Sentiste ese hervidero de sentimientos en la boca del estómago que siempre experimentabas –al menos durante los años más recientes, los únicos que tu memoria parecía rescatar- cuando contemplabas la felicidad ajena, cuando te invadía la rabia de la envidia, el resentimiento, el rencor. Era algo inevitable, un acto reflejo ante el que habías caído de rodillas, derrotada, mucho tiempo atrás.

Mientras contemplabas como desaparecía calle abajo la camioneta ruidosa, sentiste recorrer en tu mejilla una lágrima salada, salitrosa, quizá. Tu memoria no podía rescatar nada antes de aquella maldita tarde en la que Ernesto te dejó, en la que, con voz pausada, melosa, pero contundente, te dijo que no le servías ni a él ni a nadie; que ni para hacer el desayuno, ni para conversar de cosas medianamente complejas, ni para cohabitar -ni siquiera en las noches de borrachera-.

Ese bastardo que recortaba sus bigotes con los dientes mientras adoptaba esa actitud contemplativa ante el televisor todos los sábados y domingos; el desgraciado burócrata a quien subsidiabas a la hora de mantener el ritmo en el consumo de cerveza y rones con coca, y cuyo tratamiento hacia ti te fue generando, poco a poco y con el correr de los años, esa falsa certeza de que tu valor solamente era comparable con un trozo de mierda.
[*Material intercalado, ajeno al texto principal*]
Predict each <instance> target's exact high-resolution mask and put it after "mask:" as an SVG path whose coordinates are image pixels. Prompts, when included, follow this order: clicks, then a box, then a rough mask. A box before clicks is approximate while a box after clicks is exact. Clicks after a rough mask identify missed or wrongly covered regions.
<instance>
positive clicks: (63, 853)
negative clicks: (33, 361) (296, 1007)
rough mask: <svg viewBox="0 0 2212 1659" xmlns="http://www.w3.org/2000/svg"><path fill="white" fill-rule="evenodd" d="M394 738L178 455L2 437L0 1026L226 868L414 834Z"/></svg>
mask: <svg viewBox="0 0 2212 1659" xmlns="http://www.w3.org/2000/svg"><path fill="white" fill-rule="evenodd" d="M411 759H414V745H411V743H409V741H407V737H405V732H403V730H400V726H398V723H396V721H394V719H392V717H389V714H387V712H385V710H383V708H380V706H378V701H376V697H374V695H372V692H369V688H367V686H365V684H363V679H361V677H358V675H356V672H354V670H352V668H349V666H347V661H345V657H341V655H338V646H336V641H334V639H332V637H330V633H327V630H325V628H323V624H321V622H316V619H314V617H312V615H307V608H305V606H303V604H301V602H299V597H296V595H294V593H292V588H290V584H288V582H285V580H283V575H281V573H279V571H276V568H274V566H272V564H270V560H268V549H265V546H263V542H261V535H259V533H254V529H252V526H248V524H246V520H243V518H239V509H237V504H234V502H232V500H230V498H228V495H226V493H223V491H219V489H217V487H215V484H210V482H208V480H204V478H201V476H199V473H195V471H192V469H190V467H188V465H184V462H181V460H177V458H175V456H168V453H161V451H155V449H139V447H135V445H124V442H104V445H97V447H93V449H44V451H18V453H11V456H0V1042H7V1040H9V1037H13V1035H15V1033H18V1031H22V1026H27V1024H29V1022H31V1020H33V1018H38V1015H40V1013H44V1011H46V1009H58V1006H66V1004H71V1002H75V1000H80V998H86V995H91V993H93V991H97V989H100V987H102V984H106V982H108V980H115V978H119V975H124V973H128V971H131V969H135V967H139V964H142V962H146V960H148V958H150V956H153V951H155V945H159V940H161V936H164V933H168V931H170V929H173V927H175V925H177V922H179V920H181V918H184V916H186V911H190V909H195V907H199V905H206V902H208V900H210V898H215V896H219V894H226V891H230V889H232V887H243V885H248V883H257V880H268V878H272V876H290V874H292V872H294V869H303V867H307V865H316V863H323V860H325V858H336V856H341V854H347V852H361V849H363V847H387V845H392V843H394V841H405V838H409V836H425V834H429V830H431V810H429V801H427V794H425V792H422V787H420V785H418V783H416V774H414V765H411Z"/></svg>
Inconscientemente, la palma de tu mano derecha comenzó a hacer un reconocimiento tópico que partió de tu cuello y que siguió, imbatible, recorriendo con suavidad todos los accidentes –valles y depresiones- que tu pequeño cuerpo aún acusaba con gallardía. Fue entonces cuando la ira se apoderó de ti. Sabías que eras bella, atractiva para cualquier ser humano medianamente aceptable, interesante por tus ideas, generosa con tus sentimientos, valiosa por tu trabajo. Sin requerir la validación de nadie para ser espectacular.

Sabías que tu inteligencia tenía el potencial de seducir, de sumar, de construir. Pero sabías también que tantos años de maltrato y vejación, habían roto algo en tu fuerza de voluntad, en tu sentido de dignidad, en tu capacidad de recuperación. Sabías que caíste con él por lo mismo, por subvaluarte, por auto convencerte de que eras un simple premio de consolación, y no una robusta recompensa para un alma trovadora como la tuya.

Y no es que Ernesto te hubiese puesto un dedo encima, faltaba más, pero es que la reiteración del insulto; la descalificación, la burla y la ridiculización en público y en privado… La repetición inacabable de que no servías para nada, los momentos íntimos en seco que solamente respondían a un instinto brutal de Ernesto, exacerbado por el exceso de alcohol.

Todo eso lo sabías, y comenzaste a llorar, sabiendo que te morías de ganas de montar en la camioneta de tu hermano Nicolás, y viajar hasta el fin del mundo si fuese necesario, y percibir el roce de la pierna de un fulano apestoso con barbas de dos semanas sin aliñar, pero que quizá en el fondo tuviese la entereza emocional, la calidad humana y la sensibilidad de respetarte, de hacerte sentir mujer, de verdad, aun cuando fuera solamente con una caricia, con el choque accidental de su rodilla con la tuya.